Les Pays-Bas disposent avec la CTIVD d'un contrôle du renseignement compact mais efficace (4 membres, ±14 collaborateurs), complété par la TIB pour le contrôle préalable. Le contrôle de la police passe par d'autres canaux, mais le volet renseignement est nettement plus léger que son équivalent belge.
Ce que HART propose
Fusion du Comité R et du Comité P en un seul Comité permanent de contrôle des services de sécurité (Comité S) :
- 7 membres nommés par la Chambre (auparavant : 3 + 5 = 8 répartis sur deux comités), dont au moins 2 magistrats
- Un seul service d'enquêtes intégré avec des sections spécialisées : police, renseignement, et une nouvelle section pour le cyber et le terrorisme
- Une seule administration les frais de structure en double en RH, ICT, finances et traduction disparaissent
- Les compétences existantes des deux comités sont intégralement maintenues et renforcées
- Modification de la loi du 18 juillet 1991. Une majorité simple suffit
Ce que cela rapporte
- 2-3 millions d'euros par an d'économie sur les frais de structure en double (administration, informatique, hébergement)

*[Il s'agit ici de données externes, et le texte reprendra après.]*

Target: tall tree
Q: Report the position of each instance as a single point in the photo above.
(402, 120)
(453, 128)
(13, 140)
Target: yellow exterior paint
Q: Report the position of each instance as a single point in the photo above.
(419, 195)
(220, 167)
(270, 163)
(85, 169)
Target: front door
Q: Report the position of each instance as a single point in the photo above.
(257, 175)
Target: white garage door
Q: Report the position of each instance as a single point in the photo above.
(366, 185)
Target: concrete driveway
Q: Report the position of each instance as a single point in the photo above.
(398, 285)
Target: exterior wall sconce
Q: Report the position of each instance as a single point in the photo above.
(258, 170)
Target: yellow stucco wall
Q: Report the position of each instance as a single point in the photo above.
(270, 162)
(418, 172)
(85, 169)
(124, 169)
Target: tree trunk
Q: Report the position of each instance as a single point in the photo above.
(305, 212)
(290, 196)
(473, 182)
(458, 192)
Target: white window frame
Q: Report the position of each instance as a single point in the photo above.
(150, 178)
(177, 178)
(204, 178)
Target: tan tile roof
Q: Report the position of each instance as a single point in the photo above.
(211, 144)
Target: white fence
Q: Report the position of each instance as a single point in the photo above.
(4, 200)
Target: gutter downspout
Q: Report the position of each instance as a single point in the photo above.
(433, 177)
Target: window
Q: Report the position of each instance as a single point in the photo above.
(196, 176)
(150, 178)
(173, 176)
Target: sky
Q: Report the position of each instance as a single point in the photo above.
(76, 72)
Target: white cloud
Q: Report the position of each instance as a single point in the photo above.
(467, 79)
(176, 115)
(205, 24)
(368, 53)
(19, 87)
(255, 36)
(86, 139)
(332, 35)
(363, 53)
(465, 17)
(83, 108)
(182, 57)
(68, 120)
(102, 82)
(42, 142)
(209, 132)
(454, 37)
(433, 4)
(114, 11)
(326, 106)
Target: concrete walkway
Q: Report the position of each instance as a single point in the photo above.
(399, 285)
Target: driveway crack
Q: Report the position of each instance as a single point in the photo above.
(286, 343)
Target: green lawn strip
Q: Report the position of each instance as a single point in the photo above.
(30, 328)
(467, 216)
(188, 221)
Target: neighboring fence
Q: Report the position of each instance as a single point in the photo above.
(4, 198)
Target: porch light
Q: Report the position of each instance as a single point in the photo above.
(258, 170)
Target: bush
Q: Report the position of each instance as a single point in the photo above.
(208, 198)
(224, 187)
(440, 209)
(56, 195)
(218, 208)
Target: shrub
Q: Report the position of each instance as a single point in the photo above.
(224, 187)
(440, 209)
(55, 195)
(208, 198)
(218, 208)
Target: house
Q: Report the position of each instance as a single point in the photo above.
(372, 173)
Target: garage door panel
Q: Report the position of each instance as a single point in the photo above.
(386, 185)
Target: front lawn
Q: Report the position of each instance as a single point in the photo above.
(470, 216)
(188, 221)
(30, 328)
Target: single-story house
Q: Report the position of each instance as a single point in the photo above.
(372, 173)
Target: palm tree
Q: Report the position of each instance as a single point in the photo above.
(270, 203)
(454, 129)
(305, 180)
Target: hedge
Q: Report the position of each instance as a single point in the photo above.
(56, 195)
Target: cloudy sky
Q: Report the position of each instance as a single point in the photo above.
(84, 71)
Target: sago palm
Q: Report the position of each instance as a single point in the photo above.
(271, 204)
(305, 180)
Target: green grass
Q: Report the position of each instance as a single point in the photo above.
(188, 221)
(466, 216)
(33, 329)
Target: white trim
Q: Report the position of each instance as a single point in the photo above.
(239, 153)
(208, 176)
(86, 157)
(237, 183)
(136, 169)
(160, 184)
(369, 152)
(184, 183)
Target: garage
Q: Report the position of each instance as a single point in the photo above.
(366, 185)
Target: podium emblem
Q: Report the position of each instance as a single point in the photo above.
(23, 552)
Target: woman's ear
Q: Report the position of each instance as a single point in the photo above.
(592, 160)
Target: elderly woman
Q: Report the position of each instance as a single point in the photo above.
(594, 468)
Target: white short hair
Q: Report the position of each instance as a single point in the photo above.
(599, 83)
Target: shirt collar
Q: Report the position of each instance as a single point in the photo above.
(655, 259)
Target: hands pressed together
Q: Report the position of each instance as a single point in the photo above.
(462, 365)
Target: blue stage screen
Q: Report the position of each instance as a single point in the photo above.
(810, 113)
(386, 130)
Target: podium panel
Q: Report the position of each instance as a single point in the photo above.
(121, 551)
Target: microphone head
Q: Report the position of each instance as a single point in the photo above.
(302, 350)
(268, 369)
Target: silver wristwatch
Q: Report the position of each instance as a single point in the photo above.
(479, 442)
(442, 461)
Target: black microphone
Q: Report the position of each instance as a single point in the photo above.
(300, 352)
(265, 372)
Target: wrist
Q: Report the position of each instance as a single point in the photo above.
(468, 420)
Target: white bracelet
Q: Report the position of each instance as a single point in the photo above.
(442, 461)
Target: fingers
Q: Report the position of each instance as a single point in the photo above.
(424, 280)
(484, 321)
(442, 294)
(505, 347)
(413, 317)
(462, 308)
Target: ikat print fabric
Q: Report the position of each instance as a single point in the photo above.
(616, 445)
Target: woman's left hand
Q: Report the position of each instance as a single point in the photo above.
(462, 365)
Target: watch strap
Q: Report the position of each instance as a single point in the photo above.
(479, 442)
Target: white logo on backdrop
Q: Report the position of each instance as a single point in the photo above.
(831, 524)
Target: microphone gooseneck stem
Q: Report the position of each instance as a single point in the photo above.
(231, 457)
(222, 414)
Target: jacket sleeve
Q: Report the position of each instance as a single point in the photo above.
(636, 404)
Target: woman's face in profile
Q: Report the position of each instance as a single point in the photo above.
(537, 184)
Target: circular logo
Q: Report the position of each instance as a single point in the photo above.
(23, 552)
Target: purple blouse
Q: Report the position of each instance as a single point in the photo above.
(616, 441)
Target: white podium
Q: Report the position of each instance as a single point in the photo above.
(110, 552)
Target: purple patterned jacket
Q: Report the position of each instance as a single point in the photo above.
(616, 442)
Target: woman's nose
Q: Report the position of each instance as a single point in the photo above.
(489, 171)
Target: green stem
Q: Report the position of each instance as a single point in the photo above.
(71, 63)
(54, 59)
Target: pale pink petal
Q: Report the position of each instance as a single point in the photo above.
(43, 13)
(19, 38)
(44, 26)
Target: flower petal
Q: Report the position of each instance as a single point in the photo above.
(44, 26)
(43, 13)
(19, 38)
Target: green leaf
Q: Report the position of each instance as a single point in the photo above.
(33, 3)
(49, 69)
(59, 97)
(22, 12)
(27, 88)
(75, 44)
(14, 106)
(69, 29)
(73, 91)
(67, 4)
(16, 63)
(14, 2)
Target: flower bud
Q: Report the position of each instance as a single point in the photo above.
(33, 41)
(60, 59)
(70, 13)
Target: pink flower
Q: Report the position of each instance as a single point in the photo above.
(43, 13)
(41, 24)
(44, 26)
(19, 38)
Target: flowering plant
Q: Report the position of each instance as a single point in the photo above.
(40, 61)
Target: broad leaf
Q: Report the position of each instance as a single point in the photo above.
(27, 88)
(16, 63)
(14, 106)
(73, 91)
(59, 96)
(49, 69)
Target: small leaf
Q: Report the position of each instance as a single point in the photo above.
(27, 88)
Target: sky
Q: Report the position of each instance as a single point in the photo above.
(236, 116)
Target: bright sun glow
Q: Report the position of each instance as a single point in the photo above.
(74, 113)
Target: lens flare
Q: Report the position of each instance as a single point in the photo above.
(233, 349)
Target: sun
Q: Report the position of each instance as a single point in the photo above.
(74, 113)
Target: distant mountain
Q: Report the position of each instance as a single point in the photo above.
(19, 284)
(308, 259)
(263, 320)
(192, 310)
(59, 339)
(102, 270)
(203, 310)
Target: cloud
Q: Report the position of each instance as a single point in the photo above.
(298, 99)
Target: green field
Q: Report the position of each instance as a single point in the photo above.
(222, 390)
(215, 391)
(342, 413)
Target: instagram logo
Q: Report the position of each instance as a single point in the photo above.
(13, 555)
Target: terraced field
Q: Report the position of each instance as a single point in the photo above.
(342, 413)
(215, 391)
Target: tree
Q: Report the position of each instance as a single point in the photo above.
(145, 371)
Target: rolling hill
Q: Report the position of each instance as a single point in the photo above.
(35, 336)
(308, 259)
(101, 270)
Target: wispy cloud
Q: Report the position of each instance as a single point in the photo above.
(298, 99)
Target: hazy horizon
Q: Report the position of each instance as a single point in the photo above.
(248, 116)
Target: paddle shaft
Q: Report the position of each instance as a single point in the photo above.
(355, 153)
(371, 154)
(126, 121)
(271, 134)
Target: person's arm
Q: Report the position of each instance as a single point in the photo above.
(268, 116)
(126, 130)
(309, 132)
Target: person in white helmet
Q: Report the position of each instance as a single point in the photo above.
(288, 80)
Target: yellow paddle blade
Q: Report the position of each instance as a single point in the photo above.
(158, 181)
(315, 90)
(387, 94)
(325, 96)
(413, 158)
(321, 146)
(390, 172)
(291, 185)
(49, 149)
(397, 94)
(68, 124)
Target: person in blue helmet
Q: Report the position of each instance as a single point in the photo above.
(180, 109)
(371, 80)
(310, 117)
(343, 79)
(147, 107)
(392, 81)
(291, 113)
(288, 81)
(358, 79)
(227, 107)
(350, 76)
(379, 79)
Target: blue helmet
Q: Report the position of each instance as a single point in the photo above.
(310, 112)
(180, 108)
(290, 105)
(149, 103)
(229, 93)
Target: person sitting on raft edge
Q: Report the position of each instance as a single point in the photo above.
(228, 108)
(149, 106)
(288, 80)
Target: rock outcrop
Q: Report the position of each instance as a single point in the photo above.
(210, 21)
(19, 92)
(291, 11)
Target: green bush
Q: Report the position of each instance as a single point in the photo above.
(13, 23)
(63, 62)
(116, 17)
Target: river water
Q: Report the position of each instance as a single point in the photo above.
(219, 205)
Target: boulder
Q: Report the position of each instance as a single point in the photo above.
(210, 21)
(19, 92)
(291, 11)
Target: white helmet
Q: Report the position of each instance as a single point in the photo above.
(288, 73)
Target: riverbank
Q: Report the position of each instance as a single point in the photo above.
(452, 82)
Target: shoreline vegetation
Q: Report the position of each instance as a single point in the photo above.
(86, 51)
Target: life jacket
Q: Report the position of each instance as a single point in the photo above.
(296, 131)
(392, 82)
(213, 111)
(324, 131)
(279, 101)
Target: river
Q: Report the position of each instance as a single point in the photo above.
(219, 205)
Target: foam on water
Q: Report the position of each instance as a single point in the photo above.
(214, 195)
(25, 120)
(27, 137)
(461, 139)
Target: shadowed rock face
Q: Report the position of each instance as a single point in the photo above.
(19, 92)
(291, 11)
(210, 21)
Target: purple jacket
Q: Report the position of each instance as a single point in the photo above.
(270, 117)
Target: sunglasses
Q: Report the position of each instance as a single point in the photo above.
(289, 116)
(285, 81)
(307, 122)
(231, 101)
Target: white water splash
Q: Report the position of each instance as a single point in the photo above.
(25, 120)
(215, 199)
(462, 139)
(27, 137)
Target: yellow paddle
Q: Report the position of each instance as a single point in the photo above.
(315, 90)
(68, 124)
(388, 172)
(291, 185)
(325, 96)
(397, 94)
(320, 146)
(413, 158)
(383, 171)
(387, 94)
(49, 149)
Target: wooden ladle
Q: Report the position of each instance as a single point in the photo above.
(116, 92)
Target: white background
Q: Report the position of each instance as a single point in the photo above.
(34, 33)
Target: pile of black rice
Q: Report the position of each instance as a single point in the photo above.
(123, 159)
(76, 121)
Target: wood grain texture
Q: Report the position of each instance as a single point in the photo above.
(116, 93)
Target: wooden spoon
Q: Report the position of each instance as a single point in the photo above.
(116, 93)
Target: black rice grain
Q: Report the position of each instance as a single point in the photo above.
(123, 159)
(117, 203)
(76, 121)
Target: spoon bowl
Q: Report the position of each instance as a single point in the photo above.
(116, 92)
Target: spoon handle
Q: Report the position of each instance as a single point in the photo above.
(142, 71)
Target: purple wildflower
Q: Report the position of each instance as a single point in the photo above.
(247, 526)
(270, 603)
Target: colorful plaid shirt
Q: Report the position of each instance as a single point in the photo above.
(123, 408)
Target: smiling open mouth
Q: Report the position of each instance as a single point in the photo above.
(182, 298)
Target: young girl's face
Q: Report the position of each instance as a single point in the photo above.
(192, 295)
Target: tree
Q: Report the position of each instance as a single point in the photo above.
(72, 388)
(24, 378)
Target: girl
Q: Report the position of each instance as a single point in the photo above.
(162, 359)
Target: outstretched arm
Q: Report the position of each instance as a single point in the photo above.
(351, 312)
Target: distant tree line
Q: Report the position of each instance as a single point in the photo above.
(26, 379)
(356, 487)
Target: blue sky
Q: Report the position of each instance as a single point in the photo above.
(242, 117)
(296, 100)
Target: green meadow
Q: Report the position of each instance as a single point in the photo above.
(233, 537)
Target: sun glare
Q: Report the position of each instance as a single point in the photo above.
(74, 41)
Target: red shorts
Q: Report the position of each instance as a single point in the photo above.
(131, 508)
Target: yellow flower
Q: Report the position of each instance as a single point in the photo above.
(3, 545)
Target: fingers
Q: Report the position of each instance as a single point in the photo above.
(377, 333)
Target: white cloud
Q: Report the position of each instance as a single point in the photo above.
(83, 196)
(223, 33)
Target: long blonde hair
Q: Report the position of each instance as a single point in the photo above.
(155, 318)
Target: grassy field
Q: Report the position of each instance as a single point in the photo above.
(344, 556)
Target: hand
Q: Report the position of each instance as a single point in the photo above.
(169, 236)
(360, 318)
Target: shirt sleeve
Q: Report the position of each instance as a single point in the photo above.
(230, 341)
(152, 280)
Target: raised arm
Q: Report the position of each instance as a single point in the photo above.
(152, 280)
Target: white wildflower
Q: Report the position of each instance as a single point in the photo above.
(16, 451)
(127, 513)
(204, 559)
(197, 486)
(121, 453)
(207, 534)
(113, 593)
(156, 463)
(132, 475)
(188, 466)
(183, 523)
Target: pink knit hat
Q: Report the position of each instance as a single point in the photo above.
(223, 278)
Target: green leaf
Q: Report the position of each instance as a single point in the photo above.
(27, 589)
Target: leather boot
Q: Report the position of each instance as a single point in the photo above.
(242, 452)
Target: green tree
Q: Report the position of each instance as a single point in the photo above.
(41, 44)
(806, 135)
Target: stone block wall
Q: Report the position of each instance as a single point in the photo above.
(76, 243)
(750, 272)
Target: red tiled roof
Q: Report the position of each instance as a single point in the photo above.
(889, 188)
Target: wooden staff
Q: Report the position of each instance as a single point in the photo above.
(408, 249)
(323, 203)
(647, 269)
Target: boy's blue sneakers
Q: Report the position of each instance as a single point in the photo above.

- Plus de capacité d'enquête : les moyens libérés sont investis dans des enquêteurs. Surtout pour le contrôle du renseignement, aujourd'hui gravement en sous-effectif
- Fini les oversight gaps : un seul comité qui embrasse l'ensemble du paysage de la sécurité, y compris les carrefours où la police et les services de renseignement collaborent
- Plus simple pour le parlement : un seul rapport annuel, une seule ligne budgétaire, un seul point de contact
- Modèle éprouvé : la Norvège le fait avec succès depuis 30 ans
Phase 5 : sources
| Source | URL | Utilisé pour |
|---|---|---|
| Wet van 18 juli 1991 (toezicht politie- en inlichtingendiensten) | etaamb.openjustice.be | Base juridique des deux comités |
| Comité P. Organisatie | https://comitep.be/organisatie.html | Composition, personnel, structure du Comité P |
| Comité P. Jaarverslag 2024 | https://comitep.be/document/jaarverslagen/Comité%20P%20Jaarverslag%202024.pdf | Budget (11,98 M€), chiffres des plaintes (2.545), déficit budgétaire |
| Comité I. Wikipedia (NL) | https://nl.wikipedia.org/wiki/Vast_Comité_van_Toezicht_op_de_inlichtingen-_en_veiligheidsdiensten | Composition, création, missions |
| Committee I. Wikipedia (EN) | https://en.wikipedia.org/wiki/Committee_I | Compétences, mandat, président |
| Comité I. Activiteitenrapport 2023 | https://www.comiteri.be/images/pdf/activiteitenverslagen/AV_RA_2023_NL.pdf | Chiffres des plaintes 2023 (43 clôturées) |
| Comité I. Officiële website | https://www.comiteri.be | Missions, FAQ, autres pouvoirs publics |
| CTIVD (Nederland): Officiële website | https://english.ctivd.nl | Structure, missions, composition du contrôle néerlandais |
| TIB (Nederland) | https://www.tib-ivd.nl | Contrôle préalable des compétences particulières aux Pays-Bas |
| EOS-komitéen (Noorwegen): Over het comité | https://eos-utvalget.no/en/home/about-the-eos-committee/ | Modèle norvégien : 7 membres, un seul comité pour tous les services |
| EOS-komitéen. De EOS-diensten | https://eos-utvalget.no/en/home/about-the-eos-committee/the-eos-services/ | Quels services sont sous contrôle |
| TET (Denemarken): Officiële website | https://tet.dk/en/ | Modèle danois de contrôle intégré du renseignement |
| Bundestag. Controleorganen | https://www.bundestag.de/en/committees/bodies/scrutiny | PKGr et G10-Kommission allemands |
| AB-ND (Zwitserland): Officiële website | https://www.ab-nd.admin.ch/en | Contrôle indépendant suisse |
| Federaal regeerakkoord Arizona 2025-2029 | https://www.belgium.be/sites/default/files/resources/publication/files/Regeerakkoord-Bart_De_Wever_nl.pdf | Réformes du paysage du renseignement |
| Rekenhof. Opmerkingen begroting 2024 | https://www.ccrek.be/sites/default/files/Docs/2023_41_Begroting2024.pdf | Contexte budgétaire |
| Vlaams Belang. "Regering laat politietoezicht instorten" | https://www.vlaamsbelang.org/nieuws/regering-laat-politietoezicht-instorten | Critique du déficit budgétaire du Comité P |
Audit réalisé le 2026-03-30 dans le cadre de l'audit ligne par ligne de la réforme de l'État de HART.